Larry would have appreciated the ironic subtext of us using his remains to remind mourning celebrants that, As long as there are eyes to see and minds to remember, this work of art will be envisioned—it will not fade. For him, the fact that eyes develop cataracts and eventually go blind, and memories are ephemeral as plucked harp strings, didn’t constrain or limit consciousness. Larry believed in a universal spirit—chords that resonate and are forever resurrected in the network of awakened, believing souls.
God! And I thought I was the certified philosopher in the family!
I didn’t dare attempt to describe the twisted intellectual rhizomes he’d germinated in the rootball of my infested brain, but I did want to weave what I could make of them subliminally into Larry’s celebration of life, which we were planning. The thought of discussing his memorial indoors stifled me, made me feel like a wrapped mummy in a stone crypt. En plein air, I insisted. Whether out of compassion or enthusiasm, I couldn’t say, but they agreed, and we met at Bastion Square.

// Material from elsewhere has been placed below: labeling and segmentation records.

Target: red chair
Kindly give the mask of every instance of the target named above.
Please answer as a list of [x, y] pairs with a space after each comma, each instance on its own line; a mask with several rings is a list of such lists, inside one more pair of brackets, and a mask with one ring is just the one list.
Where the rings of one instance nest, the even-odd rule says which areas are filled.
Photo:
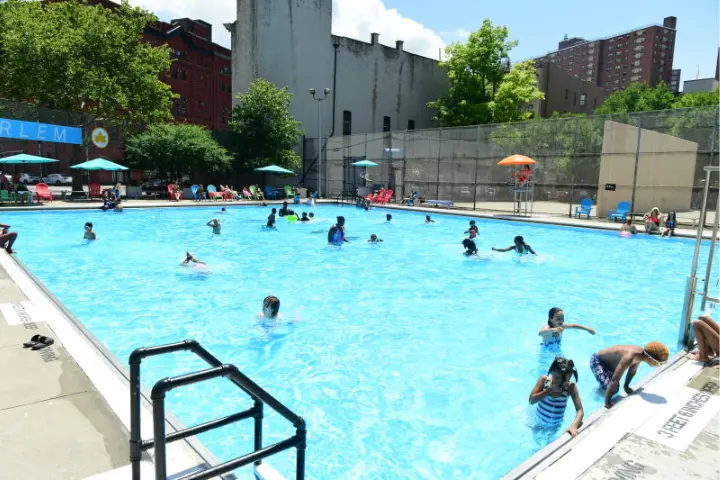
[[99, 198], [102, 200], [102, 186], [99, 183], [91, 183], [88, 185], [90, 200], [93, 198]]
[[52, 202], [52, 192], [45, 183], [38, 183], [35, 185], [35, 196], [38, 200], [47, 200]]

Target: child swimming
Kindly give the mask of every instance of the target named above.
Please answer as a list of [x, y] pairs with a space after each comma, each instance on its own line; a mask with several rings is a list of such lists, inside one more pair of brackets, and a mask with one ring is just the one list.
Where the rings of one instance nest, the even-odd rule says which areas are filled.
[[210, 221], [207, 223], [207, 226], [208, 226], [208, 227], [212, 227], [213, 233], [214, 233], [215, 235], [220, 235], [220, 230], [221, 230], [220, 220], [218, 220], [217, 218], [213, 218], [212, 220], [210, 220]]
[[530, 398], [530, 405], [537, 404], [537, 423], [543, 427], [557, 428], [562, 425], [565, 418], [567, 399], [571, 397], [575, 404], [575, 420], [566, 430], [571, 437], [577, 435], [577, 430], [582, 424], [585, 411], [578, 392], [577, 385], [572, 382], [572, 377], [578, 380], [577, 369], [572, 360], [563, 357], [556, 357], [547, 375], [541, 375], [535, 383]]
[[97, 239], [97, 235], [95, 235], [95, 232], [92, 229], [92, 222], [85, 223], [85, 235], [83, 235], [83, 238], [85, 240], [96, 240]]
[[562, 341], [563, 331], [566, 329], [578, 329], [585, 330], [588, 333], [595, 335], [595, 330], [590, 327], [583, 325], [577, 325], [574, 323], [565, 323], [565, 313], [561, 308], [553, 307], [548, 312], [548, 324], [544, 326], [539, 332], [543, 339], [543, 346], [549, 347], [552, 345], [560, 345]]
[[535, 253], [535, 251], [530, 247], [530, 245], [525, 243], [525, 240], [523, 240], [520, 235], [515, 237], [513, 239], [513, 242], [514, 244], [509, 246], [508, 248], [493, 247], [493, 252], [509, 252], [510, 250], [515, 250], [518, 255], [528, 255], [530, 253], [532, 253], [533, 255], [537, 255], [537, 253]]

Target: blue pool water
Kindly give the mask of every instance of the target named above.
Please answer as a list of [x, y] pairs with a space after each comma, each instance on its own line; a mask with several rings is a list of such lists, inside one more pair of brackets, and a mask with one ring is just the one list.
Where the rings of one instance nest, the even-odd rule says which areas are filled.
[[[528, 395], [552, 360], [540, 351], [547, 310], [597, 335], [567, 331], [586, 415], [602, 405], [590, 355], [618, 343], [675, 342], [693, 243], [583, 229], [478, 220], [480, 252], [523, 235], [540, 254], [467, 259], [464, 217], [316, 207], [312, 224], [268, 208], [219, 206], [124, 213], [3, 215], [18, 257], [121, 361], [139, 346], [193, 338], [237, 365], [308, 422], [308, 478], [498, 478], [551, 435], [532, 429]], [[336, 215], [353, 243], [326, 246]], [[212, 235], [205, 223], [221, 218]], [[92, 221], [98, 240], [81, 241]], [[384, 243], [369, 245], [376, 233]], [[706, 255], [704, 246], [703, 255]], [[209, 272], [178, 266], [186, 250]], [[706, 257], [705, 257], [706, 258]], [[291, 326], [256, 326], [277, 295]], [[148, 360], [144, 384], [204, 368], [178, 354]], [[643, 366], [638, 379], [649, 372]], [[186, 425], [251, 406], [221, 380], [178, 389]], [[574, 414], [568, 407], [565, 426]], [[268, 412], [265, 444], [293, 434]], [[251, 451], [252, 422], [202, 435], [221, 459]], [[270, 460], [292, 475], [294, 451]], [[248, 471], [239, 472], [241, 478]]]

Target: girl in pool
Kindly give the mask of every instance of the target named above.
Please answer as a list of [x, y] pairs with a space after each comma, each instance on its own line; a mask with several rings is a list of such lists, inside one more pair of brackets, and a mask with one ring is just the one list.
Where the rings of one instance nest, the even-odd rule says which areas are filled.
[[548, 324], [538, 332], [538, 335], [542, 337], [544, 347], [559, 347], [560, 342], [562, 341], [562, 333], [568, 328], [585, 330], [586, 332], [595, 335], [595, 330], [590, 327], [574, 323], [565, 323], [565, 313], [558, 307], [550, 309], [548, 312]]
[[577, 435], [585, 415], [577, 385], [572, 382], [573, 376], [577, 382], [578, 375], [573, 361], [563, 357], [555, 358], [547, 375], [541, 375], [535, 383], [528, 399], [530, 405], [537, 404], [536, 419], [539, 426], [558, 428], [565, 418], [567, 399], [571, 397], [576, 412], [575, 420], [566, 430], [571, 437]]
[[493, 247], [493, 252], [509, 252], [510, 250], [515, 250], [515, 252], [518, 255], [528, 255], [531, 253], [533, 255], [537, 255], [537, 253], [535, 253], [535, 251], [530, 247], [530, 245], [525, 243], [525, 240], [523, 240], [523, 238], [520, 235], [515, 237], [513, 239], [513, 242], [514, 242], [514, 244], [510, 245], [508, 248]]

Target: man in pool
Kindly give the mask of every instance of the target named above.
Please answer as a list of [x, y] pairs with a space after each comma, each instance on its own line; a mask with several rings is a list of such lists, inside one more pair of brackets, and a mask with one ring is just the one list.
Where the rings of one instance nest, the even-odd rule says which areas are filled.
[[620, 380], [625, 376], [625, 393], [632, 395], [635, 391], [630, 388], [630, 382], [635, 377], [641, 363], [645, 362], [651, 367], [662, 365], [668, 359], [670, 352], [660, 342], [650, 342], [644, 347], [638, 345], [614, 345], [593, 354], [590, 357], [590, 370], [605, 392], [605, 408], [612, 407], [612, 397], [620, 389]]
[[85, 235], [83, 235], [83, 238], [85, 240], [95, 240], [97, 239], [97, 235], [95, 235], [95, 232], [92, 229], [92, 222], [86, 222], [85, 223]]
[[338, 217], [337, 223], [328, 230], [328, 243], [330, 245], [350, 243], [350, 241], [345, 238], [345, 217]]
[[213, 233], [215, 235], [220, 235], [220, 230], [221, 230], [220, 220], [218, 220], [217, 218], [213, 218], [212, 220], [210, 220], [207, 223], [207, 226], [212, 227]]
[[12, 245], [17, 240], [17, 233], [10, 231], [10, 225], [0, 223], [2, 233], [0, 233], [0, 247], [3, 247], [6, 252], [13, 253]]
[[514, 244], [510, 245], [508, 248], [493, 247], [493, 252], [509, 252], [510, 250], [515, 250], [515, 252], [518, 255], [528, 255], [531, 253], [533, 255], [537, 255], [537, 253], [535, 253], [535, 251], [530, 247], [530, 245], [525, 243], [525, 240], [523, 240], [523, 238], [520, 235], [515, 237], [513, 239], [513, 242], [514, 242]]

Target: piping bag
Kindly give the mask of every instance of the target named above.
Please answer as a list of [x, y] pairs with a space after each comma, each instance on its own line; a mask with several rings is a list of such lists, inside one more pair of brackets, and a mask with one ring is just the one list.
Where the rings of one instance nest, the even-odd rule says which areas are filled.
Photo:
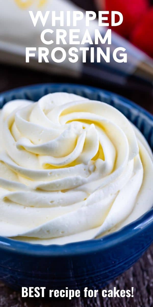
[[[84, 18], [77, 22], [76, 27], [66, 25], [66, 14], [64, 14], [64, 26], [60, 27], [59, 21], [57, 21], [56, 27], [52, 27], [50, 17], [49, 16], [44, 27], [39, 19], [34, 27], [30, 15], [29, 11], [32, 11], [35, 16], [38, 10], [41, 10], [43, 16], [47, 11], [55, 11], [56, 15], [59, 16], [60, 11], [66, 13], [69, 11], [81, 11], [84, 13]], [[86, 26], [85, 12], [78, 8], [71, 2], [67, 0], [7, 0], [3, 1], [0, 11], [0, 61], [3, 63], [11, 64], [16, 65], [24, 66], [25, 67], [41, 70], [49, 73], [59, 74], [80, 78], [83, 76], [87, 78], [94, 77], [99, 80], [125, 85], [127, 79], [131, 76], [138, 77], [143, 80], [152, 88], [153, 84], [153, 61], [145, 53], [134, 47], [126, 40], [114, 32], [112, 33], [111, 45], [106, 43], [98, 45], [88, 45], [82, 47], [89, 47], [89, 51], [86, 54], [85, 63], [82, 62], [82, 56], [79, 51], [79, 60], [76, 63], [70, 63], [68, 60], [68, 51], [72, 47], [77, 48], [81, 46], [78, 45], [70, 45], [68, 37], [67, 44], [60, 46], [65, 49], [67, 56], [63, 62], [55, 63], [48, 57], [49, 63], [39, 63], [38, 55], [35, 52], [36, 56], [31, 57], [29, 63], [26, 63], [26, 47], [47, 47], [49, 54], [52, 50], [57, 46], [56, 45], [56, 28], [65, 29], [68, 33], [69, 28], [80, 30], [79, 40], [81, 41], [87, 28], [91, 37], [94, 38], [95, 29], [98, 29], [102, 35], [105, 35], [106, 27], [99, 26], [97, 20], [91, 21], [89, 26]], [[66, 20], [65, 20], [66, 19]], [[52, 29], [54, 31], [51, 38], [54, 41], [51, 45], [44, 45], [41, 41], [40, 35], [44, 29]], [[46, 34], [47, 35], [47, 34]], [[50, 39], [49, 33], [48, 39]], [[93, 38], [94, 42], [94, 38]], [[58, 45], [59, 46], [59, 45]], [[112, 56], [114, 49], [124, 47], [127, 53], [127, 63], [118, 63], [115, 62]], [[91, 63], [90, 47], [100, 47], [105, 52], [107, 47], [110, 48], [110, 62], [106, 63], [101, 58], [100, 63]]]

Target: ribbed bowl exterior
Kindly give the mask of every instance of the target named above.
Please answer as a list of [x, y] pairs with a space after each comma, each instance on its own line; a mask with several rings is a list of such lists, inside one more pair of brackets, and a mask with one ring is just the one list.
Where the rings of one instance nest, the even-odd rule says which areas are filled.
[[[15, 99], [37, 101], [55, 92], [72, 93], [117, 108], [142, 132], [153, 149], [153, 116], [113, 93], [85, 86], [47, 84], [0, 95], [0, 107]], [[32, 245], [0, 237], [0, 279], [17, 289], [98, 289], [130, 267], [153, 241], [153, 209], [120, 231], [101, 239], [66, 244]]]

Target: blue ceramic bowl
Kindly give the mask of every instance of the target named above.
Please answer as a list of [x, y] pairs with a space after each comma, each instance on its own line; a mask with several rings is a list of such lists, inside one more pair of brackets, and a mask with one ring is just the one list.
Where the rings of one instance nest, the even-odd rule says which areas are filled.
[[[102, 90], [69, 84], [29, 86], [2, 94], [0, 107], [12, 99], [37, 101], [57, 91], [73, 93], [115, 107], [141, 131], [152, 150], [153, 116], [123, 97]], [[119, 231], [98, 239], [45, 246], [0, 237], [0, 279], [16, 288], [99, 288], [130, 267], [153, 240], [152, 209]]]

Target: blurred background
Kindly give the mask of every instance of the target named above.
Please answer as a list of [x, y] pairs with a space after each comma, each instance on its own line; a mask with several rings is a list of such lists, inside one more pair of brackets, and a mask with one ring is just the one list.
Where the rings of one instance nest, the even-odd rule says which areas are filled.
[[[48, 1], [50, 1], [51, 10], [51, 4], [56, 2], [56, 0], [39, 0], [40, 3]], [[12, 0], [9, 1], [12, 2]], [[29, 7], [35, 1], [38, 0], [13, 0], [18, 7], [23, 6], [24, 10], [26, 9], [27, 4]], [[2, 5], [0, 13], [2, 15], [0, 19], [0, 91], [36, 83], [64, 82], [80, 84], [119, 94], [153, 113], [152, 0], [60, 1], [60, 3], [63, 2], [63, 5], [66, 5], [66, 9], [70, 6], [70, 9], [73, 10], [74, 7], [75, 10], [75, 6], [76, 5], [85, 10], [97, 12], [99, 10], [121, 12], [123, 16], [123, 22], [120, 26], [112, 29], [112, 31], [115, 30], [116, 32], [113, 35], [112, 44], [115, 48], [122, 46], [127, 49], [128, 68], [127, 65], [124, 67], [118, 63], [117, 63], [117, 66], [115, 64], [114, 67], [112, 63], [105, 63], [105, 65], [102, 63], [95, 65], [90, 63], [88, 56], [87, 62], [82, 64], [79, 74], [74, 73], [75, 68], [73, 71], [72, 69], [70, 73], [68, 73], [66, 67], [63, 68], [61, 71], [57, 68], [56, 69], [56, 67], [52, 67], [51, 65], [49, 69], [46, 65], [40, 66], [40, 63], [37, 65], [26, 63], [25, 65], [25, 55], [23, 52], [22, 53], [22, 50], [23, 48], [25, 49], [25, 46], [28, 46], [26, 37], [24, 36], [27, 25], [24, 23], [24, 26], [22, 25], [22, 20], [17, 19], [14, 14], [11, 14], [11, 7], [8, 13], [8, 5], [7, 21], [5, 16], [7, 1]], [[60, 8], [63, 10], [62, 8]], [[32, 10], [32, 7], [30, 9]], [[7, 22], [10, 23], [9, 26], [7, 26]], [[21, 37], [18, 37], [17, 34], [14, 35], [14, 33], [11, 33], [11, 25], [13, 26], [15, 23], [17, 29], [20, 28]], [[34, 41], [34, 35], [33, 39]], [[34, 45], [35, 46], [35, 44]], [[130, 67], [130, 69], [128, 69], [128, 67]]]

It was a bright, sunny evening. We shared an unspoken sense of guilt to be enjoying the breeze, the vibrance of passing traffic, the restaurant chatter and clatter, drinks, good food and—yes—even merriment while we were making arrangements to say our last goodbyes to the canister of ashes that had once been our brother and new-found friend. Larry would have forgiven us. But there was another foreboding source of darkness creeping across the pavement as the westering sun declined and shadows lengthened—Father?

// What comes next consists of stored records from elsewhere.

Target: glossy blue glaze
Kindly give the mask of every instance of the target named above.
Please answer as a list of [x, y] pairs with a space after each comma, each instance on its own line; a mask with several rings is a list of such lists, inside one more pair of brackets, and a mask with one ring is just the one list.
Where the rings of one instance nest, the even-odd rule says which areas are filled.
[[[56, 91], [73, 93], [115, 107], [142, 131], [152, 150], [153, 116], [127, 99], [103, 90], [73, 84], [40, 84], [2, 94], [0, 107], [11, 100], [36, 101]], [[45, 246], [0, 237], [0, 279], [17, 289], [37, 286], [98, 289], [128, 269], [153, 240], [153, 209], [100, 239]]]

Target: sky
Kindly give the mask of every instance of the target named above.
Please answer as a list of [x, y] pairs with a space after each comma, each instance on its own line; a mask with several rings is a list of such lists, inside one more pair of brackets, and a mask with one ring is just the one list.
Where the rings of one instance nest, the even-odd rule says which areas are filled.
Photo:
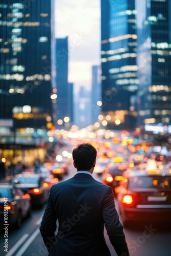
[[55, 37], [68, 36], [69, 82], [90, 90], [92, 67], [100, 65], [100, 1], [55, 0]]

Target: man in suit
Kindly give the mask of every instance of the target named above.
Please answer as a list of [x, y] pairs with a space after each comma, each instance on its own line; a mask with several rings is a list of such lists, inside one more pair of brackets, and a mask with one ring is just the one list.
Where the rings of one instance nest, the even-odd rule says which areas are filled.
[[117, 255], [129, 255], [112, 189], [92, 176], [96, 156], [90, 144], [78, 145], [73, 151], [77, 174], [51, 189], [40, 227], [49, 255], [110, 255], [104, 224]]

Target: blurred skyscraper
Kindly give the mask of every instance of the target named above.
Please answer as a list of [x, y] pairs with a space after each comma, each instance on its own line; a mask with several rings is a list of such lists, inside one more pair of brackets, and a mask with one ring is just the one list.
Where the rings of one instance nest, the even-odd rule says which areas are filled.
[[138, 125], [170, 124], [171, 1], [136, 0], [136, 7]]
[[74, 95], [73, 83], [68, 83], [68, 115], [70, 119], [71, 124], [73, 124], [74, 121]]
[[17, 128], [53, 121], [53, 0], [0, 0], [0, 118]]
[[75, 99], [74, 123], [80, 129], [84, 128], [92, 124], [91, 92], [80, 87]]
[[92, 123], [97, 121], [101, 114], [101, 107], [99, 102], [101, 100], [101, 67], [98, 66], [92, 67], [92, 84], [91, 93]]
[[132, 101], [138, 87], [135, 1], [101, 4], [102, 115], [104, 120], [108, 116], [108, 129], [134, 130], [137, 112]]
[[56, 47], [57, 123], [63, 126], [63, 119], [69, 116], [68, 37], [56, 38]]

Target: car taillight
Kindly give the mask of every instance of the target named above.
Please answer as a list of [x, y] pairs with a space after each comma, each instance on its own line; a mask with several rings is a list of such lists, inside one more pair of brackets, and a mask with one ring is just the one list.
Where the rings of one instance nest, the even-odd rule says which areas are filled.
[[133, 203], [133, 199], [132, 196], [126, 195], [122, 198], [122, 203], [127, 205], [130, 205]]
[[116, 180], [117, 181], [121, 181], [121, 180], [124, 180], [124, 178], [123, 176], [115, 176], [115, 180]]
[[40, 194], [41, 194], [41, 191], [39, 188], [37, 187], [30, 189], [30, 190], [29, 190], [29, 193], [35, 194], [36, 195], [40, 195]]
[[61, 173], [61, 170], [60, 168], [58, 168], [58, 169], [54, 169], [54, 170], [52, 170], [52, 173], [55, 174], [60, 174]]
[[113, 181], [114, 180], [114, 179], [112, 176], [107, 176], [105, 178], [105, 180], [109, 183], [113, 182]]
[[10, 203], [8, 204], [7, 205], [5, 205], [4, 206], [4, 205], [2, 205], [1, 207], [1, 211], [3, 211], [4, 210], [6, 210], [6, 211], [7, 211], [7, 210], [13, 210], [15, 208], [14, 204], [15, 204], [15, 203], [14, 204]]
[[43, 186], [45, 187], [49, 187], [49, 185], [50, 185], [50, 182], [44, 182], [43, 184]]

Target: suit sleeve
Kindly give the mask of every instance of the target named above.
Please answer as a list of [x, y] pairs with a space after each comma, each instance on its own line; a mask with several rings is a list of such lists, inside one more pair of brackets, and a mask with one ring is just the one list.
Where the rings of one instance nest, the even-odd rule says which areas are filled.
[[52, 200], [52, 188], [49, 195], [45, 212], [39, 227], [41, 235], [48, 251], [54, 243], [55, 243], [57, 216]]
[[104, 197], [102, 215], [107, 233], [117, 254], [118, 256], [129, 256], [123, 227], [119, 220], [111, 187], [108, 188]]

What should we do about Father?
Loretta and Louise didn’t know he had tried to rape me; they only knew we’d had a ‘terrible row’ and that I’d left for good—‘and good riddance’ he’d complained. “If she wasn’t my daughter, I’d report her to the police,” he told them. “She attacked me with a fucking knife!”
I never corrected his version of events. How could I tell my sisters they were living under the same roof as a pervert who had tried to rape one of his own daughters? How could I report him, and have social services step in and shuffle my sisters and brother off into foster care? I did what I had to—warned the old bastard to keep his hands off them, and did my best to keep in touch with my siblings. Brenda was the only one at the table who I’d confided to about my father’s attempted rape; she shot me a warning glance when Loretta asked, “What do we do about Father?”

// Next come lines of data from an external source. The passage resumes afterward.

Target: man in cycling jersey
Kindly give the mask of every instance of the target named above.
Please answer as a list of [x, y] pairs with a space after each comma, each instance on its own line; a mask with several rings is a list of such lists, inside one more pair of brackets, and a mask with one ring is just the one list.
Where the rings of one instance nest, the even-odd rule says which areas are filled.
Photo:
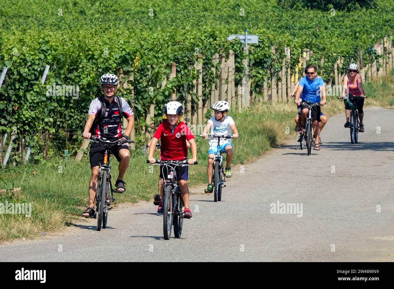
[[[107, 74], [101, 76], [100, 83], [104, 96], [96, 98], [90, 103], [83, 137], [89, 139], [93, 134], [111, 142], [119, 140], [121, 142], [123, 140], [128, 140], [134, 127], [134, 113], [127, 101], [115, 94], [119, 79], [116, 75]], [[124, 134], [121, 121], [121, 111], [128, 121]], [[126, 190], [123, 178], [128, 167], [130, 151], [125, 145], [118, 145], [115, 144], [110, 146], [112, 153], [119, 162], [119, 175], [115, 183], [115, 191], [123, 193]], [[90, 145], [89, 156], [92, 173], [89, 182], [89, 205], [82, 215], [86, 217], [91, 217], [95, 214], [94, 201], [98, 168], [100, 163], [102, 162], [105, 151], [100, 143], [92, 143]]]
[[[309, 66], [307, 66], [305, 68], [305, 76], [304, 77], [306, 77], [307, 72], [308, 72], [308, 68], [309, 67]], [[316, 75], [316, 77], [318, 78], [321, 78], [321, 77], [319, 75]], [[299, 79], [297, 81], [297, 83], [296, 84], [296, 85], [294, 87], [294, 89], [293, 90], [293, 92], [290, 94], [290, 98], [296, 97], [296, 92], [297, 92], [297, 88], [298, 88], [298, 83], [299, 83]], [[300, 100], [302, 101], [301, 98], [300, 98]], [[296, 116], [296, 117], [294, 118], [294, 121], [296, 122], [296, 128], [294, 129], [294, 131], [296, 132], [297, 132], [299, 131], [300, 128], [301, 127], [301, 106], [297, 105], [297, 110], [298, 111], [298, 113]], [[319, 128], [320, 129], [320, 133], [321, 134], [322, 131], [323, 130], [323, 128], [324, 127], [324, 126], [325, 125], [325, 124], [327, 123], [327, 117], [324, 115], [321, 111], [320, 111], [320, 122], [319, 123]], [[300, 136], [299, 138], [297, 141], [299, 142], [301, 142], [302, 140], [303, 136], [301, 135]], [[322, 142], [322, 139], [321, 138], [319, 138], [319, 144], [322, 144], [323, 142]]]
[[[300, 134], [305, 133], [305, 124], [309, 112], [307, 104], [320, 103], [322, 105], [326, 103], [325, 87], [324, 82], [322, 78], [316, 77], [317, 68], [314, 65], [310, 65], [307, 72], [307, 77], [301, 78], [299, 83], [296, 95], [294, 102], [297, 105], [301, 105], [301, 127]], [[300, 97], [302, 94], [302, 101]], [[320, 96], [323, 98], [321, 100]], [[315, 129], [314, 136], [316, 140], [319, 139], [320, 129], [319, 122], [320, 120], [320, 106], [312, 107], [312, 120]], [[320, 150], [320, 145], [315, 143], [314, 149]]]

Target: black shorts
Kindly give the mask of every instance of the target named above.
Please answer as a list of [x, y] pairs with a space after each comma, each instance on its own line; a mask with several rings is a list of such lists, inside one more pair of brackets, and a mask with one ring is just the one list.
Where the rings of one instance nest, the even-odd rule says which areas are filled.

My whole body cramped. I wanted to shout, How can you even ask that? But managed to keep my mouth clamped shut. Hadn’t they made the connection between Father’s drive-by and the night-time assault on our brother? Wasn’t it obvious that his vicious upbringing had permanently damaged Larry—that he’d verbally battered our brother from the moment Larry had offered the first tentative, shy glimpses of his artist’s soul? Couldn’t they see what a FUCKING HYPOCRISY it would be to invite that piece of shit to my brother’s celebration of life?
“Of course they know all that, hon,” Brenda consoled later. “But they’re prepared to give him the benefit of their doubts; you don’t have any doubts. He destroyed any possibility of doubt that night he tried to rape you.”
In the end, before we left the café, we’d agreed that one of my sisters would invite Father, but that they’d also deliver a letter warning him not to approach me, or my son Manny, or to try communicating with us in any way. I’d walked to Bastion Square, but didn’t feel up to the return trip home and asked Brenda if she’d give me a lift. I felt defeated, knew I’d be increasingly fretful and oppressed at the prospect of meeting the real-life-ogre who had tried to rape me—my father. I wanted Brenda’s companionship. She walked me up to the penthouse instead of dropping me off out front on Oswego Street. I imagined her tucking me in and kissing me goodnight on the forehead before she crept out of my boudoir. Silly me! For the one-and-only first time, she stayed the night.
Talk about The Agonies and the Ecstasies of Lucinda MacDonald’s fucked up life!